Retrieves an instance by its unique identifier.

get_instances

Retrieves all instances in the subset.

get_instances()

Retrieves all instances in the subset.

Returns:

A list of all instances in the subset.

Return type:

list[Instance]

Examples

>>> from hinteval.cores import Subset, Instance
>>>
>>> subset = Subset()
>>> instance_1 = Instance.from_strings("What is the capital of France?", ["Paris"], [])
>>> instance_2 = Instance.from_strings("What is the capital of Austria?", ["Vienna"], [])
>>> subset["q1"] = instance_1
>>> subset["q2"] = instance_2
>>> instances = subset.get_instances()
>>> print([instance.question.question for instance in instances])
# ['What is the capital of France?', 'What is the capital of Austria?']

See also

get_instance

Retrieves an instance by its unique identifier.

get_instance_ids

Retrieves all instance identifiers in the subset.

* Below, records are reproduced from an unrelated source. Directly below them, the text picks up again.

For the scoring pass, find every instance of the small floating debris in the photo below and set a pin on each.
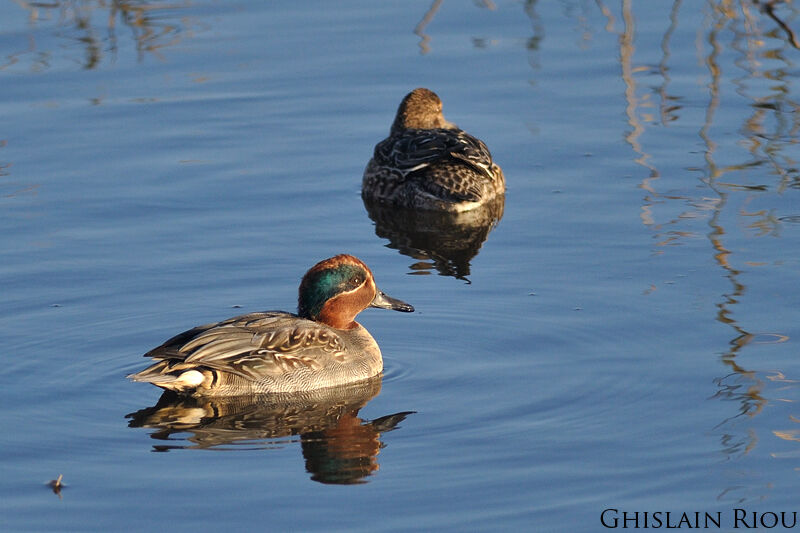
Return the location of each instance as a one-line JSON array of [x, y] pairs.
[[56, 484]]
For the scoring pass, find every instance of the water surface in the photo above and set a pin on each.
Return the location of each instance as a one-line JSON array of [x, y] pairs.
[[620, 333]]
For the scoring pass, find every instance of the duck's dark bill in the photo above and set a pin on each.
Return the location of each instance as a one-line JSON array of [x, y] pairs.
[[383, 301]]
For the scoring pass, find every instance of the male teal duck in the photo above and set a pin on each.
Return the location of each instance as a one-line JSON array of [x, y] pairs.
[[275, 351], [427, 162]]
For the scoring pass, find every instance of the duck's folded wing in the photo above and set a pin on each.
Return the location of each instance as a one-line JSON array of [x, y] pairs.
[[262, 347], [413, 150]]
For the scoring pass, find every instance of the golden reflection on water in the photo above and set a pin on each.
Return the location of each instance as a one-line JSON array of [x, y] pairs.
[[764, 48], [92, 26], [338, 446]]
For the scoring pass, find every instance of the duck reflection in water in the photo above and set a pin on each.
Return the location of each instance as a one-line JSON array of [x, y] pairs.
[[338, 446], [443, 241]]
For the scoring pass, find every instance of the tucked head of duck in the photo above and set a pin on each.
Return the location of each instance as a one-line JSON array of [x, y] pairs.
[[421, 109], [335, 290]]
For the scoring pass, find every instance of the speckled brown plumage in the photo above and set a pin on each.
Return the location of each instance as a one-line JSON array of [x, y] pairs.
[[429, 163]]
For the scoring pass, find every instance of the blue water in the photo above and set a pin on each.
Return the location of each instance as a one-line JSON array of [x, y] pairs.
[[621, 333]]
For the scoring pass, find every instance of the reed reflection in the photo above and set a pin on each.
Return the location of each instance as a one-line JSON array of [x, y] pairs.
[[444, 242], [339, 447], [769, 135], [92, 25]]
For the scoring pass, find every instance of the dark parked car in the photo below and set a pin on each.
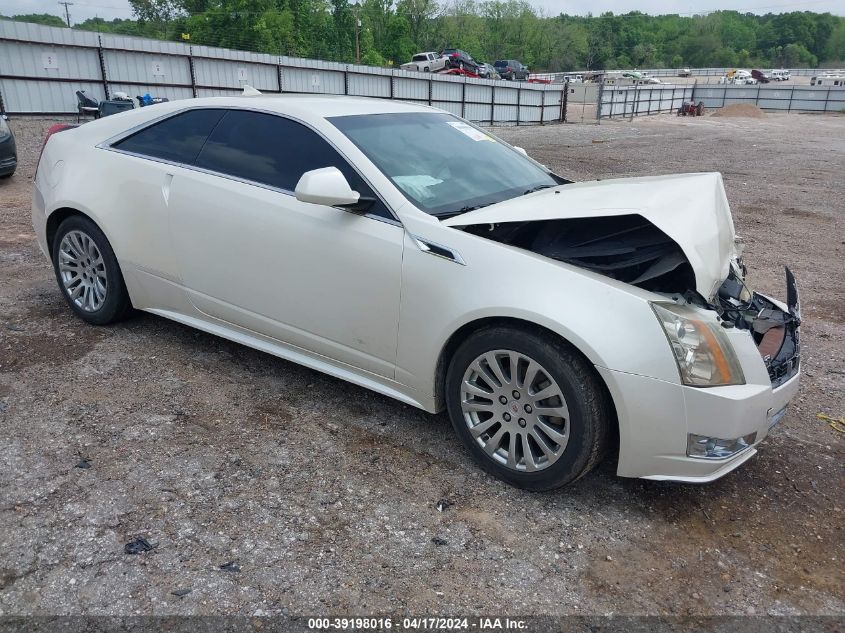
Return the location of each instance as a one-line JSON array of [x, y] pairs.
[[760, 76], [8, 151], [512, 69], [460, 59], [487, 71]]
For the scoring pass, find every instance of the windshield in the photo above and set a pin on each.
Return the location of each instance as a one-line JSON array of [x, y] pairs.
[[443, 165]]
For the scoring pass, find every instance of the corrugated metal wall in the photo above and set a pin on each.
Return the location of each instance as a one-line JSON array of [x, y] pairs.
[[626, 101], [42, 67]]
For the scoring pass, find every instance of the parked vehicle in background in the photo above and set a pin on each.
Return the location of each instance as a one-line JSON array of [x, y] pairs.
[[760, 76], [511, 69], [429, 62], [828, 79], [8, 150], [738, 77], [456, 58], [618, 314]]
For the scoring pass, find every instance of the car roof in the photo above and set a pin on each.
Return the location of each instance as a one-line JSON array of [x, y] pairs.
[[305, 107]]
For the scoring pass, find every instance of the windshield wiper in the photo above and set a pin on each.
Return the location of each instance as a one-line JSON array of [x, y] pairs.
[[466, 209], [537, 188]]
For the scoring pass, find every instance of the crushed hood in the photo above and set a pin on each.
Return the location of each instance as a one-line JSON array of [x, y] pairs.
[[691, 209]]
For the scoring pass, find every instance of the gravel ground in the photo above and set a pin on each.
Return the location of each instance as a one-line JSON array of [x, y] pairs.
[[264, 487]]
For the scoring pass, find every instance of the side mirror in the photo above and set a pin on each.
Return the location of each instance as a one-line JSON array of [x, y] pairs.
[[326, 186]]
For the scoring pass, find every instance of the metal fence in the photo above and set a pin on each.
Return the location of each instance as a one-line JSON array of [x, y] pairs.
[[42, 67], [629, 101], [671, 72], [774, 98]]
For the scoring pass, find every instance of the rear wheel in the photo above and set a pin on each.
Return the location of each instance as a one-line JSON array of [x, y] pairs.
[[528, 407], [88, 273]]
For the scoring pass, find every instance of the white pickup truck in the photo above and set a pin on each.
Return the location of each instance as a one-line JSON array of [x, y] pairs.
[[426, 63]]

remove_instance(q_id: str)

Removes an instance from the subset.

Parameters:

q_id (str) – The unique identifier of the instance to be removed.

Raises:

ValueError – If the q_id does not exist in the subset.

Examples

>>> from hinteval.cores import Subset, Instance
>>>
>>> subset = Subset()
>>> instance = Instance.from_strings("What is the capital of France?", ["Paris"], [])
>>> subset.add_instance(instance, "q1")
>>> print(len(subset))
# 1
>>> subset.remove_instance("q1")
>>> # del subset["q1"]
>>> print(len(subset))
# 0

See also

get_instance

Retrieves an instance by its unique identifier.

add_instance

Adds an instance to the subset.

to_dict()

Converts the Subset instance into a dictionary.

Returns:

A dictionary representation of the Subset instance.

Return type:

dict[str, Any]

Examples

>>> from hinteval.cores import Subset, Instance
>>>
>>> instance1 = Instance.from_strings("What is the capital of France?", ["Paris"], [])
>>> instance2 = Instance.from_strings("What is the capital of Austria?", ["Vienna"], [])
>>> subset = Subset(name='training_set')
>>> subset.add_instance(instance1, "q1")
>>> subset.add_instance(instance2, "q2")
>>> subset_dict = subset.to_dict()
>>> print(subset_dict)
# {
#     'name': 'training_set',
#     'metadata': {},
#     'instances': {
#         'q1': {
#             'question': {'question': 'What is the capital of France?', ...},
#             'answers': [{'answer': 'Paris', ...}],
#             'hints': [],
#             'metadata': {}
#         },
#         'q2': {
#             'question': {'question': 'What is the capital of Austria?', ...},
#             'answers': [{'answer': 'Vienna', ...}],
#             'hints': [],
#             'metadata': {}
#         }
#     }
# }

See also

from_dict

Creates a Subset instance from a dictionary.